Exec says Nissan is committed to sedans
Nissan unveiled the refreshed 2019 Nissan Maxima and 2019 Nissan Murano at its L.A. Auto Show press conference on Wednesday. In addition to showing subtly revised sheetmetal, Nissan also had an announcement to make. The brand plans to show a new concept vehicle at the 2019 Detroit auto show.
“This January in Detroit Nissan will host a world debut of a new concept that breaks new ground in design, packaging, and of course Nissan performance,” Nissan’s senior vice president of global design Alfonso Albaisa said at the press conference. On the screen behind him, a slide further specified the vehicle would be electric.
The bit about packaging could hint at a crossover. Nearly a year ago, Nissan brought out the Xmotion concept (pictured above) to the 2018 Detroit show.

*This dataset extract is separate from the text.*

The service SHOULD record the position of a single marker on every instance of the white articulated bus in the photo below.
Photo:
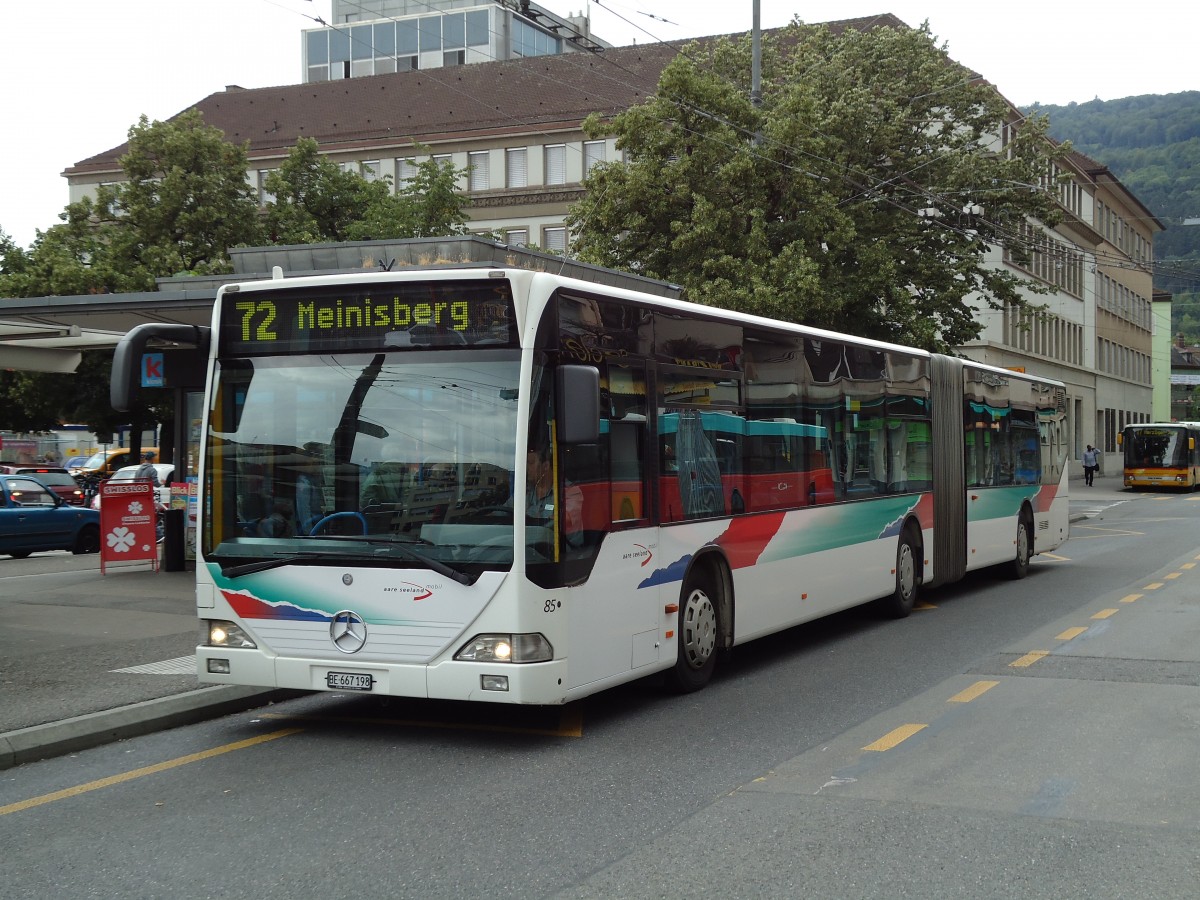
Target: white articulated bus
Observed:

That concept was a rugged-looking crossover about the size of a Rogue and packed with technology. Nissan coyly never gave any details about the Xmotion’s powertrain, though it’s not hard to imagine a battery pack and an electric motor (or two) hiding beneath its futuristic bodywork. Perhaps the upcoming concept will be an evolution of the Xmotion. Alternatively, it could be yet another crack at the IMx concept that’s rumored to be greenlit for production. Nissan first showed the IMx last year in Tokyo and brought out the updated IMx Kuro concept to Geneva this year. Then again, it could also be something entirely new.
In light of recent events, Nissan also took the opportunity to go on the record saying it remains committed to cars and sedans.
“[The refreshed Murano] is the jewel of our expanding SUV and crossover portfolio,” Dan Mohnke, Nissan’s senior vice president of U.S. operations and sales and marketing, said at the start of the conference. “But we also believe in sedans, which remain a huge segment in this market. Nissan is investing in sedans because more than 6 million Americans still buy cars, including 3 million traditional sedans, and we intend to serve that narrow market that is the sweet spot for millennials and Gen-X buyers.”
The remarks were likely made in response to GM’s announcement earlier this week that it will discontinue six cars, including five sedans, and lay off 15 percent of its salaried workforce. Nissan’s declaration appears bold when you consider FCA, Ford, and GM have all begun shifting their lineups in favor of SUVs and crossovers, and even Toyota is considering cuts to poor-performing cars in the U.S. But GM CEO Mary Barra was also bullish on the importance of cars prior to this week and has since drawn criticism for the company’s sudden about-face. If Nissan does eventually decide to cut cars, taking such a firm stance could backfire.